Nata a Milano il 22 settembre 1934, figlia di un industriale farmaceutico, Ornella Vanoni mostrò fin da giovanissima interessi artistici e intellettuali che l’avrebbero portata oltre i confini della semplice interprete. Dopo aver studiato anche all’estero, e dopo un inizio fra accademie e teatro, entrò nel mondo musicale con le “canzoni della mala”, collaborazioni con Giorgio Strehler, Fiorenzo Carpi, Gino Negri, Dario Fo, mescolando teatro, voce, impegno culturale.
Nel corso della sua vita e carriera ha attraversato decenni di cambiamenti nella società, nella musica, nei costumi, restando sempre profondamente se stessa: non ha mai smesso di sperimentare, di cambiare registro, di dialogare con i nuovi artisti, pur mantenendo uno stile riconoscibilissimo.

Negli ultimi anni aveva ricevuto riconoscimenti importanti anche dal mondo accademico. Come avevamo già scritto, l’Università Statale di Milano le ha conferito una laurea honoris causa magistrale in Musica, Culture, Media e Performance, durante la cerimonia in cui ha tenuto una lectio magistralis in cui ha ripercorso la sua vita e il suo percorso artistico.

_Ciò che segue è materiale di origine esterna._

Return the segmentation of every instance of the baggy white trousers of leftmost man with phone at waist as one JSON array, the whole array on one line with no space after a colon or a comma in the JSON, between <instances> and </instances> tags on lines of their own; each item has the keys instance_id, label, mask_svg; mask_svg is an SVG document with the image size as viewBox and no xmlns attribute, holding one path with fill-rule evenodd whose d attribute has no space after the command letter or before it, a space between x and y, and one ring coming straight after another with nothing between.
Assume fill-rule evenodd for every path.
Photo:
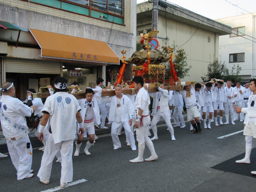
<instances>
[{"instance_id":1,"label":"baggy white trousers of leftmost man with phone at waist","mask_svg":"<svg viewBox=\"0 0 256 192\"><path fill-rule=\"evenodd\" d=\"M17 170L17 180L22 180L28 176L32 165L32 146L27 148L27 143L30 143L28 134L19 140L6 140L8 151L12 159L12 164ZM31 155L30 155L31 152ZM2 164L4 166L4 164Z\"/></svg>"}]
</instances>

In quell’occasione Vanoni disse: “Io non ho mai studiato… ero ignorante in una maniera terrificante…”, ricordando quanto, da giovane allieva al Piccolo Teatro con Strehler, abbia imparato più osservando e sperimentando che con l’istruzione tradizionale.

Con la sua scomparsa, le scuole perdono non solo un’artista, ma un esempio vivo: quello di chi non si è accontentata della fama, ma ha coltivato la cultura, la curiosità, l’impegno personale. I giovani che hanno ascoltato le sue canzoni o studiato la sua storia artistica potranno renderle omaggio proseguendo a conoscere la sua opera, studiando le sue canzoni, riflettendo sul ruolo dell’arte nella società.